Акафист Александру Невскому. Искос второй

 

Сын Ярослава Всеволодовича и Феодосии Мстиславовны рос и мужал, словно наперегонки с историей…

Ему было три года, когда прадед по матери, половецкий хан Котян Сутоевич, уговорил его деда, своего зятя, галицкого князя Мстислава Мстиславовича Удатного выступить против нового, неведомого доселе врага…

«По грехом нашим, приидоша языци незнании, при великом князе Киевском Мстиславе Романовиче, внуце Ростиславле Мстиславне. Приидоша бо неслыхании безбожнии Моавитяне, рекомые Татарове, их же добре ясно никто же свесть, кто суть и откуда приидоша, и что язык их, и котораго племени суть, и что вера их... Бог един весть их; но зде вписохом о них памяти ради князей Русских и беды яже суть им от них...»

Беда эта произошла, когда понуждаемые Мстиславом Мстиславовичем Удатным князья киевские, галицко-волынские, черниговские и смоленские «труба за трубой, стяг за стягом, ставка за ставкой, земля за землей» вывели свои дружины в степь4, чтобы попытаться там остановить надвигающуюся опасность.

Это было едва ли не самое большое южнорусское ополчение, которое когда-либо собиралось, и насчитывало оно более ста тысяч воинов.

Мстислав Мстиславович первым столкнулся со сторожевым монгольским полком и погнал его, но, желая, как пишет Н.М. Карамзин, «один воспользоваться честию победы, не дал никакой вести о сражении» ни Мстиславу Черниговскому, ни Мстиславу Киевскому. Поэтому-то, когда монголы опрокинули войско Мстислава Мстиславовича, русские князья даже не успели изготовиться к битве и были изрублены где попало.

Часть князей пала в сече, часть стала основанием помоста, на котором монголы справили победный пир.

Мстиславу Мстиславовичу, главному виновнику поражения, удалось спастись, но большая часть его дружины, геройствовавшая в битве на Липице, осталась лежать в степи.

В этот скорбный для русской славы год, когда черные воды лесной Липицы, смешавшись со степною водою Калки, снова покраснели от крови, трехлетнего внука Мстислава Мстиславовича взяли из материнского терема и совершили над ним княжеский постриг.

После того как епископ остриг Александру волосы, отец, Ярослав Всеволодович, вывел его вместе с братом Федором из Спасо-Преображенского собора Переяславля и впервые посадил на коня.

 

1

 

После пострига начинается то, что называлось образованием князя.

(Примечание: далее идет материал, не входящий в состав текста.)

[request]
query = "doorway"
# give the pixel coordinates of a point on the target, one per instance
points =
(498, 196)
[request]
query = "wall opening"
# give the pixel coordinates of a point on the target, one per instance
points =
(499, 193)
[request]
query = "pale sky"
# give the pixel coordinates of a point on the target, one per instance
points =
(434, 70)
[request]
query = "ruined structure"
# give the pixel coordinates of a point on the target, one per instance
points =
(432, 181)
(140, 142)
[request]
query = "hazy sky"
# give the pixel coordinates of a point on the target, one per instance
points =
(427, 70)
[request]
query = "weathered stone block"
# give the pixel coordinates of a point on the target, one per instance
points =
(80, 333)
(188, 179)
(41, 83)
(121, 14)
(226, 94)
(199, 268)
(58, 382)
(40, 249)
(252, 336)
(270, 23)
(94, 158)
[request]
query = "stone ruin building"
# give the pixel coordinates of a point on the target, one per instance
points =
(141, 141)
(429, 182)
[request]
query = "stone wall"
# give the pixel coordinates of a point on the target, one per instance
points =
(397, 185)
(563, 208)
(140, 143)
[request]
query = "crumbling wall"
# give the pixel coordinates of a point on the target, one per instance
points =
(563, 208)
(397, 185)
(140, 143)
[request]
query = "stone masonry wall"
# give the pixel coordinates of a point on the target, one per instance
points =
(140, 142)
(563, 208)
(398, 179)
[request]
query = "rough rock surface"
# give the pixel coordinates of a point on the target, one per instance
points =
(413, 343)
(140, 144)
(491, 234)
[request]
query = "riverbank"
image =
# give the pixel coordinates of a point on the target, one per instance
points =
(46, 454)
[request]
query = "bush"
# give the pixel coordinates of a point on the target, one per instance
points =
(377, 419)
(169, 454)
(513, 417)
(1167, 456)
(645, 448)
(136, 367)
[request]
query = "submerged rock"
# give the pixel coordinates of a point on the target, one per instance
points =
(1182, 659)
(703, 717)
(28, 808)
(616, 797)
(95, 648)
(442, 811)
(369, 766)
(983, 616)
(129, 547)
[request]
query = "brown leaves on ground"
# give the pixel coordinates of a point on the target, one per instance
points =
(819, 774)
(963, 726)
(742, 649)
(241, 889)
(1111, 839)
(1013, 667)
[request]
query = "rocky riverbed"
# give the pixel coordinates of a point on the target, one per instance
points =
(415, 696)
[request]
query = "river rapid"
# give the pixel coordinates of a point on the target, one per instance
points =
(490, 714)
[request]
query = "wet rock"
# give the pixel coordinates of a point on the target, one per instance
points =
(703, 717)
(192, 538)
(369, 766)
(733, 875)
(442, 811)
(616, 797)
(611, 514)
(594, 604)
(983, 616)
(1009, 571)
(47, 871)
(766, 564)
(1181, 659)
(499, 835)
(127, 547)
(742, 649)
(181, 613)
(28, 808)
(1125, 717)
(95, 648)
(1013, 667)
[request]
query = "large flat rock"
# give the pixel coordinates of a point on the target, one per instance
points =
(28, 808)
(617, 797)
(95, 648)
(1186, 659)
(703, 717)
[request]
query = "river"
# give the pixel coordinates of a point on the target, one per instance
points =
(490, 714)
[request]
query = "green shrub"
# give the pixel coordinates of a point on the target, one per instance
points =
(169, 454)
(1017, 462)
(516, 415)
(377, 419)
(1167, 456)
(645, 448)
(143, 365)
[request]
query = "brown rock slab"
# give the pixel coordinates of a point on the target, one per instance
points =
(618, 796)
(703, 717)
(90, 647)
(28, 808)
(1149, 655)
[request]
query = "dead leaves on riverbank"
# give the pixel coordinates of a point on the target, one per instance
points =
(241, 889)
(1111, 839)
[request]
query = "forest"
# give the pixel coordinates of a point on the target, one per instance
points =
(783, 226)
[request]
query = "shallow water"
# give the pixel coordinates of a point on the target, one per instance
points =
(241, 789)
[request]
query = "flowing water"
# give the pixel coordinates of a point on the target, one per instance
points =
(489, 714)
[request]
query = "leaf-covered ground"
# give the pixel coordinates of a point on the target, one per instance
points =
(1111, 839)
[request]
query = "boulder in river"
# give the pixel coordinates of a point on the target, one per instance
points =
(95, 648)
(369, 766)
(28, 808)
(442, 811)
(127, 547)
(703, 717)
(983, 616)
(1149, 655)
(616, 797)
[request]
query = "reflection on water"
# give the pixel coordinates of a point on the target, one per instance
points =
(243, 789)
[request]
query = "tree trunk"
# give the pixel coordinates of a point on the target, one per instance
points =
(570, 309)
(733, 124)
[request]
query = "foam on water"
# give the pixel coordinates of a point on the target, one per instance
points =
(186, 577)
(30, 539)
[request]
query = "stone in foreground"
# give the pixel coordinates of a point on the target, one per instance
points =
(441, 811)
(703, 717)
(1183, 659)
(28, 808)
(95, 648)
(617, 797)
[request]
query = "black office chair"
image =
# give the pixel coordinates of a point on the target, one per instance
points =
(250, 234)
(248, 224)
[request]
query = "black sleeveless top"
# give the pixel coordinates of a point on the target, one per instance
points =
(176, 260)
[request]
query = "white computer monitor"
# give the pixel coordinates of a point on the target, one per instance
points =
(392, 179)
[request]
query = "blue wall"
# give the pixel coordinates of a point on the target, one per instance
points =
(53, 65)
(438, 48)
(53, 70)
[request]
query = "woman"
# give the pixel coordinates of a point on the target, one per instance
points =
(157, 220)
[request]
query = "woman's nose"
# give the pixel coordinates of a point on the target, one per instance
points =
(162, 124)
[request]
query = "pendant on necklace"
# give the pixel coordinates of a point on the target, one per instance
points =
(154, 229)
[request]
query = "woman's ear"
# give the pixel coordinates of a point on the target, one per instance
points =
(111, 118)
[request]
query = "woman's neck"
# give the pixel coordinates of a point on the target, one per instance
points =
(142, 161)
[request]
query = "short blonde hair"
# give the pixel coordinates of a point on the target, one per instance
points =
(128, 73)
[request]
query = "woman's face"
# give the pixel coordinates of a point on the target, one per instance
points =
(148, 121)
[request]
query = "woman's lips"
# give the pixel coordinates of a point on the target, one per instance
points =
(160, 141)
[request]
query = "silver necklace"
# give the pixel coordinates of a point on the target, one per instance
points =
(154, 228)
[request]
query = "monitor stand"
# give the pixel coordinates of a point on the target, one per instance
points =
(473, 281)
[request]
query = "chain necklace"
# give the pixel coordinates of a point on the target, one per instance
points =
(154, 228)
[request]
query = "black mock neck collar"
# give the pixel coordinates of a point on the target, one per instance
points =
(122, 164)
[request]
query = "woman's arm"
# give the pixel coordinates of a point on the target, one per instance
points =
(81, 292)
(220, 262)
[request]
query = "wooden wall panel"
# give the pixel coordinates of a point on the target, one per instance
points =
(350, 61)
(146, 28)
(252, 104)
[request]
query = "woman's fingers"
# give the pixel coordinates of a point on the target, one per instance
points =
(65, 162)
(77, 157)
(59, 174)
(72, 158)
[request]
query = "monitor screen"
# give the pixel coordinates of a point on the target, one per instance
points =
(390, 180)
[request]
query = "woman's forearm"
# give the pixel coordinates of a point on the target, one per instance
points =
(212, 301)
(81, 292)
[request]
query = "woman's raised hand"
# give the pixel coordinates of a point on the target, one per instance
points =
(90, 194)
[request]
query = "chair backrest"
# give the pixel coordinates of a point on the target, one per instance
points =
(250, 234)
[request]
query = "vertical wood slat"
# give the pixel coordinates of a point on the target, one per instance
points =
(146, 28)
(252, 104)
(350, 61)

Образовывался юный Александр по обычаям того времени.

Круг чтения составляли главные для православного человека книги – Евангелие, Псалтырь, Священное Писание. Еще – святоотеческие творения: поучения Василия Великого, Григория Богослова, Иоанна Лествичника, Кирилла Александрийского, Ефрема Сирина…

События всемирной истории постигались по Палеям – обозрению событий от сотворения мира до начала христианства и погибели «жидовьства». Отечественную историю юный князь изучал по летописям.

Тут нужно сказать, в чем принципиальное отличие русских летописей от прочих исторических сочинений. Авторами их были исключительно монахи, и уже в силу своего ангельского чина, занимаясь сбором и соединением в единое повествование исторических сведений, они менее всего стремились к созданию некоей выгодной для властей концепции отечественной истории, задача их заключалась в том только, чтобы выявить из хаоса событий божью волю. Когда летописцу не удавалось узреть ее, он ограничивался сухой констатацией событий, оставляя главный труд следующему за ним летописцу-переписчику, и тот спустя десятилетия или даже столетия, освобожденный от мельтешения сиюминутных пристрастий, прояснившимися глазами прозирал то, что и необходимо было прозреть.

Русские летописи очень условно можно считать учебником истории. Русские летописи – это всегда попытка постижения божьей воли.

Вглядываясь в запечатленные летописью события минувших лет, и постигал юный Александр божью волю в тех событиях, которые происходили по повелению или по своеволию прежних князей, многие из которых были его родными.

И, наверное, в этом постижении, в этом молитвенном прозрении и происходило то, что называется образованием князя, который необходим был Руси для определения ее Пути в будущее…

Ну и, конечно, обучение грамоте и письму совмещалось с развитием в юном князе силы и храбрости, обучали его и самому ратному делу – верховой езде, стрельбе из лука, владению мечом. «Кто из вас горазд стрелять из луку из каленого?» – пелось тогда в песне. И не просто стрелять, а «чтобы прокатилася стрелочка каленая… и попала бы в колечко серебряное».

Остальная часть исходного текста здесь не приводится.